1)Just index documents into solr and keep authorization details into RDBMS.Now query solr for your search and collect the results returned.Now fire another query to DB for the doc ids returned by solr to see if the user has an access to them or not.Filter out those documents on which user in action has no access.You are done ! But not really, your problem starts from here only.Assume, what if all results returned by solr gets filtered out ? (Assuming you are not accessing all the documents at a time,means you are retrieving top 1000 results only from solr result set,otherwise you can not get fast search) You have to query solr again for next bunch of result set and have to iterate these steps until you get enough results to display.
2)Second approach to this is to index authorization meta data along with document in solr.Same as aitchnyu has explained.But to answer your query for document sharing to an external user,along with usergroup and role detail, you index these external user's userid into access_roles field or you can just add an another field to your schema 'access_user' too. Now you can modify search queries for external user's sharing to include access_user field into your filter query.
e.g
Now the most important thing, update to an indexed documents.Well its off course tedious task, but with careful design and async processing along with solrs partial document update feature(solr 4.0=>), you can achieve reasonably good TPS with solr. If you are using solr <4.0 you can have separate systems for both searching and updates and with care full use of load balancer and master slave replication strategies you will have smile on your face !

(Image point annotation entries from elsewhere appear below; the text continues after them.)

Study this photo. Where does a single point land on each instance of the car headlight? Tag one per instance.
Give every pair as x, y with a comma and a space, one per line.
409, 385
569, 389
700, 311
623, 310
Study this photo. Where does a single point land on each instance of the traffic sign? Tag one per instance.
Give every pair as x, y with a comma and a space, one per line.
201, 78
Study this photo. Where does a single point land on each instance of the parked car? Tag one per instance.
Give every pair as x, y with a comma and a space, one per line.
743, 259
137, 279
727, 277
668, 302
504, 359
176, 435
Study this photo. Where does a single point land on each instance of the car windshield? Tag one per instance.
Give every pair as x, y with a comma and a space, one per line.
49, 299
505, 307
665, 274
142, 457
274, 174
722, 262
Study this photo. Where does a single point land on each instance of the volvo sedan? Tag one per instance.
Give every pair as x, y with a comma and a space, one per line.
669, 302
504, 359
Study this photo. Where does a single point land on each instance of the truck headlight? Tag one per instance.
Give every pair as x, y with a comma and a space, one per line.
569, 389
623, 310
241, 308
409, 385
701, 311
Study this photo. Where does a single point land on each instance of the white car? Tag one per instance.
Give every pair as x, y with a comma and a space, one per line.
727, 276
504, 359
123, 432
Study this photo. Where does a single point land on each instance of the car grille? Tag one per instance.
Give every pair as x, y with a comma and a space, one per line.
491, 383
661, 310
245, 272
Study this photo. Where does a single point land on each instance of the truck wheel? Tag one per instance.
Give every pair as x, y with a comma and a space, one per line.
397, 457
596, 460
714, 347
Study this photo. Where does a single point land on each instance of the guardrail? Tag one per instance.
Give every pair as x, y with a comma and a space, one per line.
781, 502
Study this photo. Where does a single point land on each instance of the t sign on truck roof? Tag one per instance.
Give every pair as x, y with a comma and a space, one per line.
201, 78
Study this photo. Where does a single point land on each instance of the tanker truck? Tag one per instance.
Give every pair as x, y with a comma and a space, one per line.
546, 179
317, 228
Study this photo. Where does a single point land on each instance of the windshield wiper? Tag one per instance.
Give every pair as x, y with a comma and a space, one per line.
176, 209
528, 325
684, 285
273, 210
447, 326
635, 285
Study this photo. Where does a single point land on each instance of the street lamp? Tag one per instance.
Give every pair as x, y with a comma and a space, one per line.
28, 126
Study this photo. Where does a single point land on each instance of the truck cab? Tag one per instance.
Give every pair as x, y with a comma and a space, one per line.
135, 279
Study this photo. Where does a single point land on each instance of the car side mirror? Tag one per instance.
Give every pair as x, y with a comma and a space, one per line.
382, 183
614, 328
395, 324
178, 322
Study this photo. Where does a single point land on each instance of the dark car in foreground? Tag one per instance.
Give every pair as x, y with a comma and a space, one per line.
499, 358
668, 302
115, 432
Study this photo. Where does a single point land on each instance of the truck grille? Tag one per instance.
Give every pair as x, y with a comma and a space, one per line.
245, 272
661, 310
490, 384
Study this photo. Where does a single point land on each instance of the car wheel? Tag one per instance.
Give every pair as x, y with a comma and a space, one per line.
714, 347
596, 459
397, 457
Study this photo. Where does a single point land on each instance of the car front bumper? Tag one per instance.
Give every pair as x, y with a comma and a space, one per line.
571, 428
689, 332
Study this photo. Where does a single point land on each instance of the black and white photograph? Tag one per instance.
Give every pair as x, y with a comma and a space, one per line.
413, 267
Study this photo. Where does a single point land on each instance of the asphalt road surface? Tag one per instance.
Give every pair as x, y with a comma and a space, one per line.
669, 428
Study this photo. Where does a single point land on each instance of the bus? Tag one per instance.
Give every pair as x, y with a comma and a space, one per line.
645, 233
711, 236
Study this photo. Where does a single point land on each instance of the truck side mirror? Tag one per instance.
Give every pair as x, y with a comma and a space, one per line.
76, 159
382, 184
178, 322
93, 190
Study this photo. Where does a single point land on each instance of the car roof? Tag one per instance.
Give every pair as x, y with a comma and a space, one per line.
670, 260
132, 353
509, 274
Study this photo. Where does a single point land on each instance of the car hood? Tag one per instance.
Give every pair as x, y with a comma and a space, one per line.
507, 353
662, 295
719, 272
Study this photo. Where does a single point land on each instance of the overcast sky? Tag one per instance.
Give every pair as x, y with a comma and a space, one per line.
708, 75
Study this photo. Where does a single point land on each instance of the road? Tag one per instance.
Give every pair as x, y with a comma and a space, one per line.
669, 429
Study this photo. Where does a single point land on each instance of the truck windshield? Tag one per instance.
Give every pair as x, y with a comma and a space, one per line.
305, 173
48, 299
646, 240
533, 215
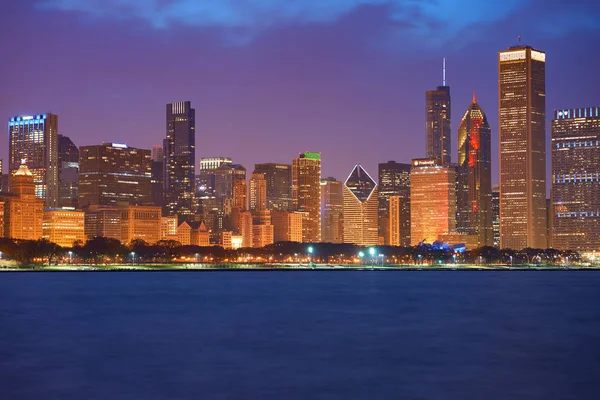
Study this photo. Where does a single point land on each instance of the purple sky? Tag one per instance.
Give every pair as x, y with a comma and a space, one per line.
269, 79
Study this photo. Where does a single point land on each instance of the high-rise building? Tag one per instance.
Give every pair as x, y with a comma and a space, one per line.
437, 104
24, 212
180, 156
394, 180
279, 184
64, 226
287, 226
496, 214
258, 192
360, 208
113, 173
140, 222
474, 176
522, 121
306, 194
34, 138
432, 200
68, 172
332, 211
576, 179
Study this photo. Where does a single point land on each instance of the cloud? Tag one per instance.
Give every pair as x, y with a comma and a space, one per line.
433, 22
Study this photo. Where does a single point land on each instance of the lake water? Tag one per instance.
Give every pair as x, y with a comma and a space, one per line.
300, 335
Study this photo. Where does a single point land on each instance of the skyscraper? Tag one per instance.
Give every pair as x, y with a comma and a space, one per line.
332, 211
522, 121
279, 183
306, 194
474, 176
438, 122
111, 174
576, 179
34, 138
432, 200
68, 172
180, 155
394, 180
360, 208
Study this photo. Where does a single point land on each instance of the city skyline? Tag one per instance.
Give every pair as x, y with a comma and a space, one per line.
291, 103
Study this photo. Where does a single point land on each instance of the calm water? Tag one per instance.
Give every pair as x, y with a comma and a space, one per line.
300, 335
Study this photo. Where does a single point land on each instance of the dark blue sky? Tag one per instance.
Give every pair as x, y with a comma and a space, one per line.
271, 78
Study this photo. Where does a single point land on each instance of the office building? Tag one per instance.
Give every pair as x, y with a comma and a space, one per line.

据我所知,Solr 没有内置机制可以让您控制对文档的访问,而无需维护元数据的权限。如果您将其保留为真实的角色级别并且不向文档分配用户特定权限,则 aitchnyu 概述的方法似乎是合理的。这样您就可以为用户分配角色,这将使他们能够查看索引中的文档。当然,当角色发生变化时,您仍然需要重新索引文档,但希望您可以提前确定大多数所需的角色,并减少频繁重新索引的需要。
There are no built in mechanisms for Solr that I am aware of that will allow you to control access to documents without maintaining the rights in the metadata. The approach outlined by aitchnyu seems reasonable if you keep it a true role level and not assign user specific permissions to a document. That way you can assign roles to users and this will grant them the ability to see documents in the index. Granted you will still need to reindex documents when the roles change, but hopefully you can identify most of the needed roles ahead if time and reduce the need for frequent reindexing.